El psiquiatra inclina la cabeza y frunce el ceño.

– ¿Alguien le ha apuntado a la cara con una pistola alguna vez? -pregunto.

Él niega con la cabeza y dice algo en voz baja.

– ¿Eh? -pregunto.

– A la cara no.

– Yo estaba hundido en los residuos. ¿Lo pilla? Hasta el fondo. Sin cuerda. Sin ayuda. Lo único que podía hacer era intentar mantener la cabeza a flote.


Noté que la cara me ardía de vergüenza ante sus risas. Se burlaban, como si ponerle a alguien una pistola en la cara no tuviera importancia. Jessica también se calmó. Volvimos al hotel y al día siguiente hicimos sonar el timbre en Wall Street, aunque ninguno de los dos nos encontrábamos muy bien.

Mike Allen nos llevó en su limusina a Teterboro, donde nos aguardaba el Citation X. Jessica se despidió de él con un beso en la mejilla. Yo me agarré a la baranda para subir.

– ¿Puedo hablar un minuto contigo? -preguntó Mike.

Me protegí los ojos del sol para poder verle el rostro y volví a bajar a la pista.

– ¿Qué pasa?

– Estás muy callado -comentó.

– La noche ha sido dura.

– Mira -dijo él, apoyando una mano en mi hombro-, sé lo difícil que es todo esto. Sé lo mucho que él significaba para ti y sé que todo esto debe de parecerte un poco frío.

Me encogí de hombros, sin decir nada.

– Los grandes líderes superan las adversidades. Tú eres mi Aníbal, cruzando los Alpes a lomos de un elefante. El funeral será mañana.

– Lo sé.

– Tienes que llevar a buen puerto este proyecto. Tenemos accionistas.
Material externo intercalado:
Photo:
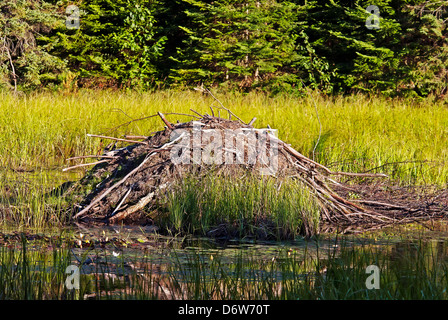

La bolsa no se detiene por un funeral. ¿Estás en números negros o rojos? ¿Has sacado beneficios? Nada más.

Le miré a los ojos y le estreché la mano.

Después, en el avión, escuché la charla incesante de Jessica sobre los planos de la casa y el lugar donde se alzarían las columnas. Había quedado con los de la moqueta en la ciudad, así que me acompañó hasta el despacho y me dijo que me recogería unas horas más tarde.

– Quiero dar una fiesta -dijo, antes de salir del coche.

– ¿Por qué?

– Por ti. Por nosotros. En Cascade. Mike estuvo de acuerdo. Todos los socios. Los contratistas, los banqueros. Una fiesta por todo lo alto.

Dejé las manos sobre mi regazo y por la ventanilla contemplé el intenso tráfico. Algunos ya habían terminado por ese día.

– El funeral es mañana -dije, y se me nubló la vista.

– Mi intención es dar la fiesta dentro de un par de semanas -dijo ella-. Lo hago por ti. Para unir a todo el mundo. Para fomentar ese liderazgo del que Mike Allen habla a todas horas.

– ¿De verdad crees que podemos seguir con todo esto? -le pregunté mientras escrutaba su rostro.

Sus labios dibujaron un mohín de decepción.

– Las cicatrices se borran.

Me mostró la mano.

– El tiempo lo cura todo, ¿no?-dije.

Asentí con la cabeza, con la vista puesta de nuevo en el tráfico.

– Saldrás adelante.

– ¿Y Ben?

– Ben también -dijo ella-. Cuando su mujer se largó con aquel profesor y se llevó a los niños y el dinero de su cuenta bancaria, ¿Ben hizo algo? No, se limitó a enterrar la cabeza en la arena, como un avestruz.

– ¿Y si quiere que hablemos de ello?

– Le dices que no puedes. Que necesitas tiempo. Que es lo que pasa con esta clase de cosas.

– Él lo sabe -dije.

Las palabras se me escapaban entre los dientes.

– Basta, Thane -me ordenó-. Tienes trabajo que hacer. Te recogeré a las siete.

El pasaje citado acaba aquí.